Marty Stuart Takes A Detour With Film, Play And Books


This appeared in Country Weekly - October 28, 1997

After a quarter century in country music, Marty Stuart is taking on new challenges to keep his powers of imagination and inventiveness buffed bright.

"I was just kind of running on fumes, creatively," Marty says. "There comes a point where you go, 'Well, I can go back and do this and this and this and this and this again and run along with the pack, but I never get anywhere running with the pack.' The fun factor had dropped. It had turned into a job."

His new projects include writing the music and lyrics for a stage comedy, working on movie soundtracks and books of photographs and short stories.

"To me, it's an exercise in fun. It's a challenge. I have been writing. There are things to write beyond songs.

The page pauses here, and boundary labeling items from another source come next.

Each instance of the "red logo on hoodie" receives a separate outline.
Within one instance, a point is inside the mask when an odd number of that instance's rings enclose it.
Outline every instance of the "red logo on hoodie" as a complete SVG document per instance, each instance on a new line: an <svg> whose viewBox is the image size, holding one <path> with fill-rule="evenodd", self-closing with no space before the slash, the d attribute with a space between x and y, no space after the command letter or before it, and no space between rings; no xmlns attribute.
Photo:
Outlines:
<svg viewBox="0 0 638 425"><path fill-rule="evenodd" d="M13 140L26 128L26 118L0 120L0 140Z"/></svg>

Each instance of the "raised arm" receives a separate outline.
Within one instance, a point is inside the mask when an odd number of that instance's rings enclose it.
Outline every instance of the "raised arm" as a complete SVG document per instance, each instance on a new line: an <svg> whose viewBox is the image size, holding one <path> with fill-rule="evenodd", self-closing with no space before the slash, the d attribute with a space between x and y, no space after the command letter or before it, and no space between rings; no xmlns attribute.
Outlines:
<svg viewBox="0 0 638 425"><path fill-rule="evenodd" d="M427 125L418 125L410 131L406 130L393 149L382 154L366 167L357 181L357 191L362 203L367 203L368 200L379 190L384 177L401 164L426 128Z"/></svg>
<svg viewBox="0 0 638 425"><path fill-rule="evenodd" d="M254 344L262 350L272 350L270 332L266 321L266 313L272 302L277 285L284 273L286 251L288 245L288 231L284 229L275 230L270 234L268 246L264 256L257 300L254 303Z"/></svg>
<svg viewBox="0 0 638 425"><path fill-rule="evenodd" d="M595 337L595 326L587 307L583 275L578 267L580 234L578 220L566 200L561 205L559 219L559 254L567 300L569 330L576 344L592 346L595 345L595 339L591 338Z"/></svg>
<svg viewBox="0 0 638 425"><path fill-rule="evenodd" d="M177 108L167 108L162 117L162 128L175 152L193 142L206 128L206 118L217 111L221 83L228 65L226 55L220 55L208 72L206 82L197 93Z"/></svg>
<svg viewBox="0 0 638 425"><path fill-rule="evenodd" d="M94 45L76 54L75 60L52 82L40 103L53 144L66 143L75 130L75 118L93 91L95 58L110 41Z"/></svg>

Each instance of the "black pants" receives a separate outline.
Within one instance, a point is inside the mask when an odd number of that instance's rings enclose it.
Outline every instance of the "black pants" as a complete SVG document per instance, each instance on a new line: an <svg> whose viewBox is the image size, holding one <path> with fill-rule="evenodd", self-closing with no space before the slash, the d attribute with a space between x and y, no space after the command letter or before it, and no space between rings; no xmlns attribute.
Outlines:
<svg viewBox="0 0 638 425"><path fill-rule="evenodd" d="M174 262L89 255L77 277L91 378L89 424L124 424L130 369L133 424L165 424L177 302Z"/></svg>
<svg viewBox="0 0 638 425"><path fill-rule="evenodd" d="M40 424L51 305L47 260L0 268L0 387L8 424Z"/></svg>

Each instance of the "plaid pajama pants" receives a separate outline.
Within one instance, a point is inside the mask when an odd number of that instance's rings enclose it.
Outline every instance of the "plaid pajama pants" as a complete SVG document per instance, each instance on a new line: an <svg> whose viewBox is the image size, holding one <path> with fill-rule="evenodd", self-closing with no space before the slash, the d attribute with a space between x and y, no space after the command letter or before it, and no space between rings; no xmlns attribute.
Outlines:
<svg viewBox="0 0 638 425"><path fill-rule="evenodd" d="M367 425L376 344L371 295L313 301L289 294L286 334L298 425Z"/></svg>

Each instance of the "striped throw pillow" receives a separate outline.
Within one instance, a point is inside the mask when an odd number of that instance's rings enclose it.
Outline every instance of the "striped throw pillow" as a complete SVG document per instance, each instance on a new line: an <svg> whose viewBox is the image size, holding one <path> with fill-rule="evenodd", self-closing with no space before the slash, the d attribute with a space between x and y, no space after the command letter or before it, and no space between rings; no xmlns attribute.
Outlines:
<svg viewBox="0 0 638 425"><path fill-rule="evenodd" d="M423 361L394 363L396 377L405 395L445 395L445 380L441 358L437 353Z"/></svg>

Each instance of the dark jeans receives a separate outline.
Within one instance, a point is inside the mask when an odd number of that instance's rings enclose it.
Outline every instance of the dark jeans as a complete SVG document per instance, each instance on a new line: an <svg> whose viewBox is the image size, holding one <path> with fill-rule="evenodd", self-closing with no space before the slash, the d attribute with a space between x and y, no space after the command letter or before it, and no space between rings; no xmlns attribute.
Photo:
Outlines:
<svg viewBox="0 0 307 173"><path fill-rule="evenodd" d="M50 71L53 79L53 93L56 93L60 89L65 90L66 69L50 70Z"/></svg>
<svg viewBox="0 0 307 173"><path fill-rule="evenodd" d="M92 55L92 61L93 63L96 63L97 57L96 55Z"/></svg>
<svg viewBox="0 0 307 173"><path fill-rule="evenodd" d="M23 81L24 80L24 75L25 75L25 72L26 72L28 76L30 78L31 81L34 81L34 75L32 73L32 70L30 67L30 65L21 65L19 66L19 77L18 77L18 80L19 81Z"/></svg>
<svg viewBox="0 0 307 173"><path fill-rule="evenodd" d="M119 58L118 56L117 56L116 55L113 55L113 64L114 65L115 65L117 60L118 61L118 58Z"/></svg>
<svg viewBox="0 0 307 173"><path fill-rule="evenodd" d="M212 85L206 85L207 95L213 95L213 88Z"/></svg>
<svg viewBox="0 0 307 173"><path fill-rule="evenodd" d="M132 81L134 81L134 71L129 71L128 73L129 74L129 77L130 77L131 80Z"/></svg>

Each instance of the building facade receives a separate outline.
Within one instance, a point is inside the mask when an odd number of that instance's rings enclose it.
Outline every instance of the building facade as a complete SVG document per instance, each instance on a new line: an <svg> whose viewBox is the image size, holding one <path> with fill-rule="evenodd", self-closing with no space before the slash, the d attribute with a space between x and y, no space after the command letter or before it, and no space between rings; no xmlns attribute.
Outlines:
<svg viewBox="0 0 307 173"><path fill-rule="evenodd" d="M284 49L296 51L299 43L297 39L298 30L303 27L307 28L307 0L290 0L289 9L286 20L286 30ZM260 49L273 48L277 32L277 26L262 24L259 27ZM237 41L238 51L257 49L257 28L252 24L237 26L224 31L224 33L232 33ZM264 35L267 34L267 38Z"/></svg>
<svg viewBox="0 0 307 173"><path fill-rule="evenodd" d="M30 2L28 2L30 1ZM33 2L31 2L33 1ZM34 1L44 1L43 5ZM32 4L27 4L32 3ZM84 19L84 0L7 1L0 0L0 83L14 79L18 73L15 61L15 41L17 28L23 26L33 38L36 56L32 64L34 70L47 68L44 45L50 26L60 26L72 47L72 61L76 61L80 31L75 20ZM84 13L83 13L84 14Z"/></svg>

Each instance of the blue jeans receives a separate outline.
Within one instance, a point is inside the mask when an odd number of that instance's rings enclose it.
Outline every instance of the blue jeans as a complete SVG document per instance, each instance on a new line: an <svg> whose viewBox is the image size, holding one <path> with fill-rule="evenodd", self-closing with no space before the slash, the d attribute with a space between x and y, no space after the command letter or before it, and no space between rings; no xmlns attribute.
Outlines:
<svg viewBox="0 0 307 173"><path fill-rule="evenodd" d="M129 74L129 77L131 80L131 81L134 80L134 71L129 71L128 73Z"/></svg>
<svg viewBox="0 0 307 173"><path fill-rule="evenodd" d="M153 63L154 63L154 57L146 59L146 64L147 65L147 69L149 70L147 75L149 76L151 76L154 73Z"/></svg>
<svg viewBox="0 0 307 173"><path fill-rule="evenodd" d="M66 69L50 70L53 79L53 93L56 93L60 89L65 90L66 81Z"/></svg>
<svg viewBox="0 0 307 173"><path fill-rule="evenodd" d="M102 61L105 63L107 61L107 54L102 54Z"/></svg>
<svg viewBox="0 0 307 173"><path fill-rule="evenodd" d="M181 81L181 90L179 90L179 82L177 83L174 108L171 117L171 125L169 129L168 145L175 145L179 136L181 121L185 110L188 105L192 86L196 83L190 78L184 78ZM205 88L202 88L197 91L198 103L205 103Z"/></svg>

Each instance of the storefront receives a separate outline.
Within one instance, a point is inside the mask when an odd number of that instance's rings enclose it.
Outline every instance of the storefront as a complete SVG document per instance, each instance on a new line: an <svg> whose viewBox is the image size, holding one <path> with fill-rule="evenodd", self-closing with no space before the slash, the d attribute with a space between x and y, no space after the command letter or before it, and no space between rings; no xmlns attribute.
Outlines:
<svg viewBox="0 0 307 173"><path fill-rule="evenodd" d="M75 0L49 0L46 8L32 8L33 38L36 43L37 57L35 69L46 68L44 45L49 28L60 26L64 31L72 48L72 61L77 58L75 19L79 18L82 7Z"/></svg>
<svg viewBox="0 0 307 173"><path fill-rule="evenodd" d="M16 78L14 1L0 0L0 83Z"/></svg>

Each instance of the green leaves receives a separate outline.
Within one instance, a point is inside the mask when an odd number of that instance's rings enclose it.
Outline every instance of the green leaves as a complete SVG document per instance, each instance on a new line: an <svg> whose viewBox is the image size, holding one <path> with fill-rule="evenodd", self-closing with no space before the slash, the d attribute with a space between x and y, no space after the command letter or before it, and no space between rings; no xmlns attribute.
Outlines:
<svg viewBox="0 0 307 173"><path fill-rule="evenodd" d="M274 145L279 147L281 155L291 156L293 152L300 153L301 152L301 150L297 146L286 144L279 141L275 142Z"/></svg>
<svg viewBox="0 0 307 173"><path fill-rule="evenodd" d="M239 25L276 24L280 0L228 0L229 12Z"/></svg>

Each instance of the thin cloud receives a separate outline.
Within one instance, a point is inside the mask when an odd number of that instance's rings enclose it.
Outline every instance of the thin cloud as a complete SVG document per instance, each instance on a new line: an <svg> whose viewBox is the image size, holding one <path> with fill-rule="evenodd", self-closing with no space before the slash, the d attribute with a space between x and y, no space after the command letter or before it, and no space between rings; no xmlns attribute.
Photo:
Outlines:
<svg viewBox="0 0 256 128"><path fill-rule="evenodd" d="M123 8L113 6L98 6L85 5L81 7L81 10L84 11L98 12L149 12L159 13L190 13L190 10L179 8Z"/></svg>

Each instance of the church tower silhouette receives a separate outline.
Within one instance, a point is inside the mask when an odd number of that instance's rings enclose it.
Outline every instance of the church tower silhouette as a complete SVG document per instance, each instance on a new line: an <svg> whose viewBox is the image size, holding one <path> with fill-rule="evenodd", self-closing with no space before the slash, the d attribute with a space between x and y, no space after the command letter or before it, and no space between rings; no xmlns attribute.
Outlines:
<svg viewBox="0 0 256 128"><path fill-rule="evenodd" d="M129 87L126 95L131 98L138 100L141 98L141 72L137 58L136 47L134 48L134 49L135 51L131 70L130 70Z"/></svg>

There are short stories, plays, songs for plays, novels, poetry."

He just finished the music and lyrics for a musical comedy called Moon Shine. The play was written by Mary Willard and stars her husband, comedian Fred Willard. The Willards are old friends of Marty's.

"The play is about three guys from Texas who are heirs to an animal chow kingdom," Marty says. "They've got more money than they can ever spend in 50 lives, but their daddy died and left it in his will that if his sons didn't go out and get some culture and meet three women their their other approved of to bring back home and marry, they would lose the money to one of his old Army buddies.

"So these guys--where do they come to look for the finest women in the world? L.A."

The plot might be loony, but Marty's taking the tunes very seriously. "Here's the perfect chance for country music to shine in Los Angeles. We still have trouble out there. There's a bit of a hay bale mentality, and I thought here's the chance to show them that wonderful, world-class songs can be written. I took that as a personal challenge."

A trip to the Sundance Film Festival led to soundtrack work for movies like the upcoming Hi Lo Country, starring Woody Harrelson.

"The thing about this film that knocks me out: I'm sitting in the middle of Beverly Hills on Rodeo Drive, talking to this wonderful musical person who wants things to sound like Bob Wills really made them sound in 1946," says Marty.

"She said, 'I don't want a song from 1947. I want a song from 1946. It's a post-war period,' They're actually being truer to country music on Rodeo Drive than we are on (Nashville's) 16th Avenue."

Marty is also beginning a pair of books. One is a collection of his short stories; the other is built around 25 years worth of his photographs, which document his career back to its start when he was a teen mandolin prodigy working with Lester Flatt.

The new projects represent a detour, says Marty, not a destination. "It's just time for recess and to get out and have some fun and then take it back home and make a great album from the experience of it all."